Low-grade iron ore faced the strongest correction. Fe 57% fines were assessed at around INR 2,700/t ($29/t) ex-mines, as subdued consumption and ample material availability weighed on market sentiment. Despite miners maintaining relatively firm offers, limited transaction activity kept prices under pressure.
Benchmark Fe 62% fines prices also eased by INR 50/t ($0.5/t) w-o-w to around INR 4,950/t ($52/t) ex-mines. Although high-grade ore availability remains relatively tight in the region, the absence of aggressive bidding in NMDC’s Kumaraswamy auctions tempered bullish sentiment and led to a correction in spot market prices. Following the auction results, market participants recalibrated their pricing expectations, resulting in lower tradeable levels for high-grade material.
Auction activity remained limited during the week, with only a few miners offering material. Alongside auction transactions, several direct deals were reported as consumers opted for negotiated purchases to meet near-term requirements. Lower auction premiums and cautious procurement strategies reflected the market’s focus on preserving margins rather than building inventories.

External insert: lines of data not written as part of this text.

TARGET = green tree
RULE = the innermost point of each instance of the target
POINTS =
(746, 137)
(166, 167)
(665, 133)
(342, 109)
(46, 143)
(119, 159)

Market participants indicated that purchasing decisions are increasingly being driven by operational economics, with some producers finding pellet-based DRI production more viable than conventional lump-based production under current market conditions.
Commenting on the recent correction, a Bellary-based miner said, “Iron ore prices had increased beyond fundamental levels largely because Kumaraswamy auctions were not taking place. Now that auction volumes are returning regularly, prices are gradually moving back towards their earlier levels.”
A Bellary-based buyer told BigMint, “We expect some further correction in prices and therefore continue to procure only against immediate requirements. Given the current steel market conditions and the approaching monsoon season, there is limited incentive for bulk purchases at this stage.”
Rationale
- Zero (0) trade via e-auction was recorded for Fe 57% in this publishing window and was not taken into consideration. Hence, the T1 trade category was accorded 0% weightage.
- Fourteen (14) offers and indicative prices were reported, out of which ten (10) were considered as T2 trades. These were accorded 100% weightage.
C-DRI prices fall by INR 200/t ($2/t) w-o-w in Bellary: Sponge iron (C-DRI) prices in Bellary fell by INR 200/t ($2/t) w-o-w to INR 26,300/t ($278/t). The correction was driven by subdued demand in both domestic and neighbouring markets, amid weak offtake of finished steel products and elevated inventory levels across the supply chain. Market participants also reported increased sales pressure from producers, which has further weighed on sentiment. Given the current demand-supply imbalance, prices may remain under pressure and could witness additional corrections in the near term.
Karnataka iron ore sales scenario (12- 18 June 2026)

Outlook
Karnataka iron ore prices are expected to remain largely stable, with market direction likely to depend on trends in sponge iron and finished steel prices. Any meaningful recovery in iron ore prices will require an improvement in downstream steel demand and profitability. Additionally, the resumption of auction activity by miners could improve material availability and further test buyers’ price acceptance levels. In the absence of stronger steel market fundamentals, buyers are expected to continue with need-based procurement, limiting the scope for any significant upward movement in iron ore prices.